His mother, sensing possible trouble, said: ‘Well, we will talk about all this after lunch. You can stay for lunch, can’t you?’ She looked at him tenderly.

‘Of course I can, Ammaji,’ said Maan, hurt.

‘Good. We have alu paratha today.’ This was one of Maan’s favourite dishes. ‘When did you come?’

‘I just came. I thought I’d see Bhaskar before anyone else.’

‘No, to Brahmpur.’

‘Yesterday evening.’

‘So why didn’t you come and have dinner with us?’ asked his mother.

‘I was tired.’

‘So you had dinner at Baitar House?’ asked his father. ‘How is the Nawab Sahib?’

Maan flushed but did not answer. This was intolerable. He was glad he was not going to live under the dominating eye of his father.

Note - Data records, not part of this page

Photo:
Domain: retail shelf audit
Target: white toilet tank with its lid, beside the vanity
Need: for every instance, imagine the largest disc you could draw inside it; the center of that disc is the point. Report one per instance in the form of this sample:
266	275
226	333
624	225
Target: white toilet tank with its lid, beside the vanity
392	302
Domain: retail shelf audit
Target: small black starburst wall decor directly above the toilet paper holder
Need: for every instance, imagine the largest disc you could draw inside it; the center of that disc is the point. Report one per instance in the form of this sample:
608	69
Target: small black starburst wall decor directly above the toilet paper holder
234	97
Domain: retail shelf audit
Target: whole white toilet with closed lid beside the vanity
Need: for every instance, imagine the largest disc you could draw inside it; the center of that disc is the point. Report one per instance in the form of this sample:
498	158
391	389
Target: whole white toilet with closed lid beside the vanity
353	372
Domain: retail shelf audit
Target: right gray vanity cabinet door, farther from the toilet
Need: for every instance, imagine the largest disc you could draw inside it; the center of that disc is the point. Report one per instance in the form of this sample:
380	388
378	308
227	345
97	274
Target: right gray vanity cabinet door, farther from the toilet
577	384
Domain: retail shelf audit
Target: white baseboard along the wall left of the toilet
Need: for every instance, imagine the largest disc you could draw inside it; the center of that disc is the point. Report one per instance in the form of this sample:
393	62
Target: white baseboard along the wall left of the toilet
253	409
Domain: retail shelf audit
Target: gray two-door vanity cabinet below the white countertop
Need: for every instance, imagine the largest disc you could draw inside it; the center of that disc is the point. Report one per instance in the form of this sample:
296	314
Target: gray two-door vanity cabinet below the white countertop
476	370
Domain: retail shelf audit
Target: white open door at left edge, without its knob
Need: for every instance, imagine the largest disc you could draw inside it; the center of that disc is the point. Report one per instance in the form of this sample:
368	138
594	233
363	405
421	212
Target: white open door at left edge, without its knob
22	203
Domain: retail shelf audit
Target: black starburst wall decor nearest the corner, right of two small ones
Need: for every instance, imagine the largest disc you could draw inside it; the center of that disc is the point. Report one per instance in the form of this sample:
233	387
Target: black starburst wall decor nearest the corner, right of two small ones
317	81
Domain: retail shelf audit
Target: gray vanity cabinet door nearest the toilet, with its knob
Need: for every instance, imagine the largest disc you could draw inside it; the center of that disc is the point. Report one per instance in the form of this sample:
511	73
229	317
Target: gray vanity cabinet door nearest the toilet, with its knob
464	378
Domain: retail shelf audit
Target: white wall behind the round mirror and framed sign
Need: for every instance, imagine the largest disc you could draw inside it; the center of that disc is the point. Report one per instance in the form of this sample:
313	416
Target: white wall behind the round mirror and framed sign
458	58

‘So where did you have dinner?’ repeated his father.

‘I did not have dinner last night. I was not hungry. I nibbled throughout my journey, and by the time I arrived I was not hungry. Not hungry at all.’

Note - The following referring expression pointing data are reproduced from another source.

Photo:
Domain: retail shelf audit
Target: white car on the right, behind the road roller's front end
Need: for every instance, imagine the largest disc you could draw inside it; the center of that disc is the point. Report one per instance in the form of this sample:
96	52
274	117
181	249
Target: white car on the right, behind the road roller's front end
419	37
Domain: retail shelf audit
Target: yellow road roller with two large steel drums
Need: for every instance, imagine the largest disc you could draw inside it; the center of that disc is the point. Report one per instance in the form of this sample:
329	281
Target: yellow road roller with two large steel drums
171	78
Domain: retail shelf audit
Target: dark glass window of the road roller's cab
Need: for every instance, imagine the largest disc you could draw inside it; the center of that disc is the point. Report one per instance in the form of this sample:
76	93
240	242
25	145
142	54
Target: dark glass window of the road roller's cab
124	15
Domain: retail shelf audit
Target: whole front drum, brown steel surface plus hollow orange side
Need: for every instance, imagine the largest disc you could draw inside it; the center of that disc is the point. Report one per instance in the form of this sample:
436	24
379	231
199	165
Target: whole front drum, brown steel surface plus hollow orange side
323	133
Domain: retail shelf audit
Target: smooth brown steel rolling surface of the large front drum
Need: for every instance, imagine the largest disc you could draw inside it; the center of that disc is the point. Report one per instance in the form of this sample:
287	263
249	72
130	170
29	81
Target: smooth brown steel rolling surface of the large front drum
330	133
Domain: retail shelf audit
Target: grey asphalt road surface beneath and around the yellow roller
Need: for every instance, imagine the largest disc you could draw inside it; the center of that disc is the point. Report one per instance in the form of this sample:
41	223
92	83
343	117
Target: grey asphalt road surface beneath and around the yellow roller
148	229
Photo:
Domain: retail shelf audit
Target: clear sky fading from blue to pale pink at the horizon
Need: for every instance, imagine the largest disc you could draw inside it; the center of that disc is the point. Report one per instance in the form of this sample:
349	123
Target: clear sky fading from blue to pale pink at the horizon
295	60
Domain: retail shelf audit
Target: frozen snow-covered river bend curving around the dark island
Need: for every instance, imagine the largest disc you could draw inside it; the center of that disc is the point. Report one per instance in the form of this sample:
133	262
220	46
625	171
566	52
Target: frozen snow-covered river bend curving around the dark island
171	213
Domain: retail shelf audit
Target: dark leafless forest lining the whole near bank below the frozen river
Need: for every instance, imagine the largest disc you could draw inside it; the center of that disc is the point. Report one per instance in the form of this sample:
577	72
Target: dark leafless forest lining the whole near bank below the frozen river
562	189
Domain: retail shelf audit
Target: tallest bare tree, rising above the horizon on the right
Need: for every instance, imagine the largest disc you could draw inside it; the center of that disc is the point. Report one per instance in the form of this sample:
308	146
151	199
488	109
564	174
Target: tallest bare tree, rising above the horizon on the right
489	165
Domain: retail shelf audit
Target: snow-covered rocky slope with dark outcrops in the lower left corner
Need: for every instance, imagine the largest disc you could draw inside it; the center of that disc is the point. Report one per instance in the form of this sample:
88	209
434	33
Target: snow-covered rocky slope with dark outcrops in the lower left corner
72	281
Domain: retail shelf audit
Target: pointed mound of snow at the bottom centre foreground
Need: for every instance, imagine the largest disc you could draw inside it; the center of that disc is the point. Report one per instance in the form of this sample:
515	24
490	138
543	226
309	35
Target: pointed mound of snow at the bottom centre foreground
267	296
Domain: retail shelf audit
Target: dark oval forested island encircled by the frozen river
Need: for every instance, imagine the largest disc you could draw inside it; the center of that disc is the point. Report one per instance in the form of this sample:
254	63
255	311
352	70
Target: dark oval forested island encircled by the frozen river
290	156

‘Did you eat well in Rudhia?’ asked his mother.

‘Yes, Ammaji, I ate well, I ate very well, all the time,’ said Maan with a trace of irritation in his voice.

Veena had a good sense of her brother’s moods. She remembered him following her all around the house when he was a small boy. He had always been good-humoured unless he was both baulked and perplexed. He had a bad temper, but he was seldom irritable.

Something must have happened to upset or frustrate him recently; she was sure of it. She was about to ask him about it — which would probably only have bothered him further — when Bhaskar, as if waking from a reverie, said: ‘Rudhia?’

‘What about Rudhia?’ asked Maan.

‘Which part of Rudhia were you in?’ asked Bhaskar.

‘The northern part — near Debaria.’

‘That is definitely the most favourable constituency among the rural ones,’ pronounced Bhaskar. ‘Northern Rudhia. Nanaji said that a large proportion of Muslims and jatavs were factors in his favour.’

Mahesh Kapoor shook his head. ‘Be quiet,’ he told Bhaskar. ‘You’re nine years old. You don’t understand anything about all this.’

‘But, Nanaji, really, it’s true, it’s one of the best!’ insisted Bhaskar. ‘Why don’t you fight from there — you said that the new party would give you any seat you wanted. If you want a rural seat, that’s the one to choose. Salimpur-cum-Baitar in Northern Rudhia. I haven’t sorted out the urban seats yet.’

‘Idiot, you know nothing about politics,’ said Mahesh Kapoor. ‘I need those papers back.’

‘Well, I’m returning to Rudhia at Bakr-Id,’ said Maan, siding with Bhaskar. He had cheered up at his father’s discomfiture. ‘People insist I celebrate with them. I’m very popular! And you can come with me. I’ll introduce you to everyone in your future constituency. All the Muslims, all the jatavs.’

Mahesh Kapoor said sharply: ‘I know everyone, I don’t need to be introduced to them. And it is not my future constituency, let me make that clear. And let me tell you that you are going back to Banaras to settle down, not to Rudhia to make merry at Id.’

12.19

Mahesh Kapoor had not left the party to which he had dedicated his life without pain or regret, and he was still assailed by doubts about his decision. His fear and expectation were that the Congress would not lose. The party was too well entrenched both in office and in the people’s consciousness; unless it lost Nehru, how could it fail to win? Dissatisfied though he was with the way things were going, there were other excellent reasons why Mahesh Kapoor should have remained. His brainchild the Zamindari Abolition Act had still to be declared valid by the Supreme Court and to be implemented. And there was the obvious danger that L.N. Agarwal would accumulate yet further power into his hands in the absence of a strong ministerial rival.